A recepcionista de máscara preta e seu dedo apontado apareceram novamente; desta vez com o dedo apontando não para orientação, mas como advertência. A velha foi forçada a voltar ao seu lugar original. Seu marido e ela trocaram de lugar. 

Essa interação arruinou o resto da noite musical para mim. Eu não queria mais estar na apresentação. Eu não tinha certeza se minha esposa sentia o mesmo, então continuamos firmes. 

Saímos para jantar depois. O restaurante estava completamente normal. Os servidores não estavam mascarados e as mesas não estavam socialmente distantes. Era apenas comida sofisticada servida de maneira normal. Minha esposa logo mencionou a interação com o porteiro de máscara preta e o casal de idosos, e perguntou se eu tinha visto, porque ela também achou ridículo. Nós dois rimos disso, mas eu também resolvi que não voltaria a assistir a uma apresentação orquestral tão cedo. 

Na verdade, as restrições – apesar de não haver nenhuma imposta pelo Estado da Flórida – só pioraram. O mascaramento e o distanciamento social continuaram a ser um tema das apresentações presenciais da orquestra até finais de 2023. A chegada das vacinas levou à segregação das vacinas e ao banimento final de todos os não vacinados. Caso contrário, noites agradáveis ​​repletas da beleza e da complexidade da condição humana foram transformadas num espetáculo de horror de cumprimento de regras e cumprimento forçado.

Neste Dia das Mães, minha esposa comprou ingressos para nossa família para um evento temático parisiense de um pequeno conjunto de música clássica. O tema estava relacionado às nossas recentes férias em família em Paris e na Holanda. Apesar das minhas hesitações, não pude dizer não no Dia das Mães, e a ideia era, no mínimo, inimitável. Era um Kafkaesque vasta experiência.

A apresentação foi para violino solo e soprano. A soprano cantou trechos de Franz Kafka diário, contra o violino solitário em uma composição de György Kurtág intitulado Fragmentos de Kafka. O público era limitado apenas pelo número de assentos no teatro, e só observei uma única máscara azul no público muito pequeno.

Em vez de medir a temperatura, insistir para que usemos máscaras e nos proibir por não querermos mostrar os cartões de vacina, desta vez os porteiros viram que os nossos lugares não eram muito bons. Eles nos levaram para o camarote da orquestra bem em frente ao palco. 

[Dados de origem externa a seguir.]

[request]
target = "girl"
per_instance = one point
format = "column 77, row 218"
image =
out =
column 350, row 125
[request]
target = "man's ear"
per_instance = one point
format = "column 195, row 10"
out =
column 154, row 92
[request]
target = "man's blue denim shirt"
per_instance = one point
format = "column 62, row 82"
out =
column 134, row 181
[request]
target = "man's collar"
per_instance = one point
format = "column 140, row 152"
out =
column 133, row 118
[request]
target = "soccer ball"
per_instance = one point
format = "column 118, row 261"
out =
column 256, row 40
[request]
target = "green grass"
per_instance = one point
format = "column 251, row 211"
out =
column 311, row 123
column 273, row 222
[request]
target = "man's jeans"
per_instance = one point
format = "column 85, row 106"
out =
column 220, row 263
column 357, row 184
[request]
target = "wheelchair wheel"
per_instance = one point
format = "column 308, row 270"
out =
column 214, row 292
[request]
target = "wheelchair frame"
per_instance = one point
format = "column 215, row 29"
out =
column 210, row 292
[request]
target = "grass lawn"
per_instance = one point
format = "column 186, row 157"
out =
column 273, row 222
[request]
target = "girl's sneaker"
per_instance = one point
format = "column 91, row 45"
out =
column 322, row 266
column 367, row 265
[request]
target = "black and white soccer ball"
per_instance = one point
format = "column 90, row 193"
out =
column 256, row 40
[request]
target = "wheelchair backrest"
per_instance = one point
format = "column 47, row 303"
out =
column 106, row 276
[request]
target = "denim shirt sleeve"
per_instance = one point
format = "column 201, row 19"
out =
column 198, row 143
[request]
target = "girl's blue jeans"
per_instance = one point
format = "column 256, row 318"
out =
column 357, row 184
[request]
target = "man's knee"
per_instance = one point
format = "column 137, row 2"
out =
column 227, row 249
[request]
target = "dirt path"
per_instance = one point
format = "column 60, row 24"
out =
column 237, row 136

O público ainda era escasso, limitado talvez pela obscuridade da peça e não pelo desejo de evitar doenças. Recebemos o upgrade de assento porque havia muito poucas pessoas lá. Foi uma dignidade não conferida ao casal de idosos anteriormente mencionado.

A composição em si era exatamente o que se poderia esperar de um autor que abriu seu famoso livro, A Metamorfosecom a linha:

Certa manhã, quando Gregor Samsa acordou de sonhos perturbadores, encontrou-se na cama transformado num verme horrível.

A história de Kafka é um espelho do confinamento. A transformação de Gregor em um verme horrível leva à instabilidade financeira e até mesmo à sua própria família, essencialmente banindo-o para seu quarto. Sua irmã inicialmente sente compaixão por ele, mas até ela se cansa disso e Gregor acaba morrendo de fome, abandonado por todos.

O destaque do dia foi um comentário do meu filho de dez anos durante a apresentação. Ele toca piano e tem um amigo que também toca piano e é muito bom. Meu filho se inclinou e sussurrou em meu ouvido que seu amigo de dez anos sabia tocar “Piano Man” de Billy Joel. e seria muito mais divertido e interessante do que o Kafkaesque fragmentos de violino estridente e longas e prolongadas palavras de soprano cantadas sobre como muitas vezes a vida é miserável e os humanos são vermes.

O que meu filho não sabia é que “Piano Man” também é uma música sobre como a vida muitas vezes é miserável e melancólica, e como tudo isso pode ser impactado por uma simples melodia. Os clientes de um bar imploram ao pianista que cante uma música para eles; mostre-lhes uma memória, uma que eles nem lembram muito bem.

Para não complicar as coisas. Às vezes, estamos apenas com vontade de ouvir uma melodia. Um que nos faz sentir bem.